El asesinato de mujeres en el Atlántico debe ser motivo de vergüenza para nuestra sociedad. En lo corrido de 2022, superando con creces el dato correspondiente al mismo periodo del año anterior, se calcula que 25 habrían muerto de forma violenta en Barranquilla y en el resto del departamento. De ellas, cerca de la mitad serían víctimas de feminicidios. Sí, esos intolerables crímenes perpetrados generalmente por sus parejas o excompañeros, también por personas de su propia familia, por su condición o por motivos de su identidad de género que constituyen la expresión más brutal y extrema de las múltiples y complejas violencias que padecen mujeres, niñas y adolescentes. Una pandemia que no logramos superar.

Ninguna novedad, dirían los más indolentes frente a esta tragedia silenciosa en la que se intenta naturalizar o legitimar, incluso entre las nuevas generaciones, los distintos tipos de violencia machista. Nada es casualidad. Todo este tsunami de ofensas, abusos y, por supuesto, ataques sexuales, emocionales y físicos registrado en el interior de los hogares, cuando no se ataja a tiempo ni las víctimas reciben protección adecuada, puede desencadenar feminicidios como el de Olinda Yepez Buelvas, el 9 de mayo en Soledad. La joven fue asfixiada hasta morir por su pareja, Miguel Logreira Márquez, quien luego se entregó a la justicia. Hechos dolorosos que, más allá de sus particularidades propias, tienen en común la desigualdad, discriminación y estereotipos negativos que de manera histórica han lacerado la dignidad de las mujeres.

Episodios tan infames como este confirman que, pese a la modernidad actual, continuamos viviendo en un mundo dominado por la inequidad y el irrespeto hacia mujeres, niñas y adolescentes. Un contexto que se resiste a indispensables transformaciones sociales y culturales, a través de la educación temprana, por ejemplo, que eliminen irracionales narrativas machistas relacionadas con el poder, la dominación y el control de los hombres. No puede ser que el lugar más peligroso para las mujeres, como documenta Naciones Unidas, sea su propio hogar. Yulissa Corro Correa, con un embarazo gemelar de seis meses, recibió un disparo en la cabeza dentro de su lugar de residencia que acabó con su vida y la de las criaturas que llevaba en el vientre. De su pareja, Gregory Alejandro Rey, quien habría accionado el arma, no se sabe nada desde el 12 de mayo, cuando sucedió la tragedia. Los padres de la joven están rotos de dolor e impotencia porque jamás llegaron a dimensionar el infierno en el que al parecer estaba inmersa Yulissa.

Ciertamente, los crímenes de mujeres destrozan a sus familias, en especial a los hijos de las víctimas. Cuatro tenía Ruthmary Carroz Ferrer, de 32 años, una vendedora informal asesinada a tiros el 5 de mayo de 2022 en las afueras de los juzgados de Puerto Colombia. Su madre desconoce los motivos del asesinato, la Policía lo asocia a actividades ilícitas. En el homicidio de Olga María Gómez, una adulta mayor residente en el barrio Rebolo, las autoridades tienen claro que fue estrangulada y su cuerpo atado de manos y pies por sus inquilinos que ahora son buscados por la Policía. Una joven de 23 años, Edixmar Enríquez González, fue encontrada incinerada en las últimas horas en la Vía al Mar.

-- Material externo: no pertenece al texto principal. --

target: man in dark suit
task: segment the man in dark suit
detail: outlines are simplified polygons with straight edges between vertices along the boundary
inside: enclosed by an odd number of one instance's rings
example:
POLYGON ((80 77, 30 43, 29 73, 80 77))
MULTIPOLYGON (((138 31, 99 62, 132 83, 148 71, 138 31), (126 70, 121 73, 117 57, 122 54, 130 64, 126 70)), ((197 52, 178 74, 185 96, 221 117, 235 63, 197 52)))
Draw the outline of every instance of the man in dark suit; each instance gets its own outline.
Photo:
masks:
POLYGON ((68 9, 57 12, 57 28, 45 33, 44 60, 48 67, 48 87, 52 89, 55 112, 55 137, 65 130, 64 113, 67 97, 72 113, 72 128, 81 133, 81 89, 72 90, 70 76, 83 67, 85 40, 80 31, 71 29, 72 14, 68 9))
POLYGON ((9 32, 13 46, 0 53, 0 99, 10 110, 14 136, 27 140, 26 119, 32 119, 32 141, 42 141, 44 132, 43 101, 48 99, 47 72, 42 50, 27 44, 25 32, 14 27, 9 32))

Todo indica que se trataría de un feminicidio. En ninguno de los anteriores casos, tampoco en el crimen de Socorro Orozco Morón, de 59 años, baleada a finales de abril en la puerta de su casa, supuestamente por el impago de una deuda con un prestamista ‘gota a gota’, los responsables han sido judicializados.

Es una realidad irrebatible que la impunidad, como la discriminación contra las mujeres, perpetúa las intolerables violencias en su contra. No solo las vinculadas con el género, como pasa en los ámbitos laboral, educativo, en la participación en política o en la denegación de servicios y derechos sexuales y reproductivos. También en relación con hechos criminales en los que son víctimas, como una extorsión o un atraco. Tal parece que sus autores, en vista de la desigualdad que ellas enfrentan a diario, en buena medida por su situación de pobreza o exclusión estructural, se sienten legitimados a actuar con descaro. Si no actúan a tiempo cumpliendo con sus obligaciones, previniendo, desincentivando la violencia, investigando, identificando a los responsables y sancionándolos, el Estado y sus instituciones, a nivel distrital y departamental, serán convidados de piedra de un pandemonio en el que las mujeres las seguirán matando sin más. ¡Basta ya, esto tiene que parar!